In a 25-page filing, though, Picard’s lawyers cite what they argue is a body of established New York and securities law that holds that ordinary individual investors – and not necessarily sophisticated ones – have real obligations to meaningfully check out warnings or hints of a possible fraud.
In a 2006 case involving a Ponzi scheme, for example, the Court of Appeals for the Second Circuit in New York ruled that the “exercise of ordinary intelligence” must be used by a prudent investor “or he will not be heard to complain that he was induced to enter into the transaction by misrepresentations.”
In a 2004 decision on a securities-fraud case, a district court said, in part, that “when circumstances would suggest to an investor of ordinary intelligence the probability that it has been defrauded, a duty of inquiry arises, and knowledge will be imputed to the investor who does not make such an inquiry.”
Picard’s aggressive and pointed reassessment of the standard the Mets’ owners are to be held to is a “game changer,” said a partner in the securities law firm in Los Angeles.
Still, Picard’s assertions about what Wilpon and Katz knew and should have done ultimately have to convince Rakoff, who has shown a willingness to drastically and surprisingly affect the course of major litigation. At a hearing late last month, he appeared sympathetic to the arguments by the team’s owners that Picard was seeking to, in effect, punish them retroactively for failing to uncover a fraud they were not in any way reasonably obliged to uncover.
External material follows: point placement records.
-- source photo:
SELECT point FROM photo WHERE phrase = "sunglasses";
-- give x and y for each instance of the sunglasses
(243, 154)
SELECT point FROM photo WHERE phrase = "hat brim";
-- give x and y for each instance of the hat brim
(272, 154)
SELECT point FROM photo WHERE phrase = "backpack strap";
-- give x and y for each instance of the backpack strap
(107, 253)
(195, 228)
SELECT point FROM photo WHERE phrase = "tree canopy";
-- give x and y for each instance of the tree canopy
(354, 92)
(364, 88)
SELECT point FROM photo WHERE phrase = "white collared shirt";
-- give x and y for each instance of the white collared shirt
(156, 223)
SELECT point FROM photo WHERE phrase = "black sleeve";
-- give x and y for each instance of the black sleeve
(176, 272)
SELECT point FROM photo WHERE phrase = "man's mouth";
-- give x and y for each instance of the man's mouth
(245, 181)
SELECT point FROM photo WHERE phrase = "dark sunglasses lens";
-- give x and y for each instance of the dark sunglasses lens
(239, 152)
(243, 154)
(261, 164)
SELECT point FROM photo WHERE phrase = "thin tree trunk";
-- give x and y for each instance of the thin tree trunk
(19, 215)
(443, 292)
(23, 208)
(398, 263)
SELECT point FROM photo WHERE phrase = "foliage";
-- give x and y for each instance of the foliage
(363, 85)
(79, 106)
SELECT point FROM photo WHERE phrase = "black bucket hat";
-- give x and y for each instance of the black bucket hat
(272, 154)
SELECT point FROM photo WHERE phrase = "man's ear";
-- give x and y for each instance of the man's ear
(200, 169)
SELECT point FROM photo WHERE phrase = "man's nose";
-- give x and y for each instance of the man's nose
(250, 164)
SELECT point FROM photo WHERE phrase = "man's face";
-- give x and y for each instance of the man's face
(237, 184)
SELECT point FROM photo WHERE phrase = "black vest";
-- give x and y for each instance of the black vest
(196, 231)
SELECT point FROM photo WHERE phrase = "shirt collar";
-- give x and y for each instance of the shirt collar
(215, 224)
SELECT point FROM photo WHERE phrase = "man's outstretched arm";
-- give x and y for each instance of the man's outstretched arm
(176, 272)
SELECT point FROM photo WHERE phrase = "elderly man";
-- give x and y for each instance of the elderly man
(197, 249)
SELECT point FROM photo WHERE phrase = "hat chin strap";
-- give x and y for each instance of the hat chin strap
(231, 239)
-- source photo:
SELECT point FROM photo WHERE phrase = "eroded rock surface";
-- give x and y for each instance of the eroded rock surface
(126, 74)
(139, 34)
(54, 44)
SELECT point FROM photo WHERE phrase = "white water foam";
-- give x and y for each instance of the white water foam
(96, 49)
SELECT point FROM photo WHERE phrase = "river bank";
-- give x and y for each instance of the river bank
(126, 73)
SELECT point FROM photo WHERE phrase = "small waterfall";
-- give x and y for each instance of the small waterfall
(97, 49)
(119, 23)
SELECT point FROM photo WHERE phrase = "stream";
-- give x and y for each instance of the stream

Karen Wagner, a lawyer for Wilpon and Katz, argued at the hearing that securities laws did not impose a requirement on her clients to investigate Madoff.
At next month’s hearing, the Mets’ lawyers will almost certainly continue to argue that Picard has fabricated or distorted the evidence that is at the heart of the lawsuit: the supposed red flags and warnings that Wilpon and Katz ignored.
“A red flag is a look back, not living in the moment,” “They’re issues after the fact when you ask, ‘What did they know and when should they have known it?’ It’s subject to historical revision.”
Rakoff could dismiss the case entirely or rule on certain critical issues, and return all or parts of the lawsuit to United States Bankruptcy Court.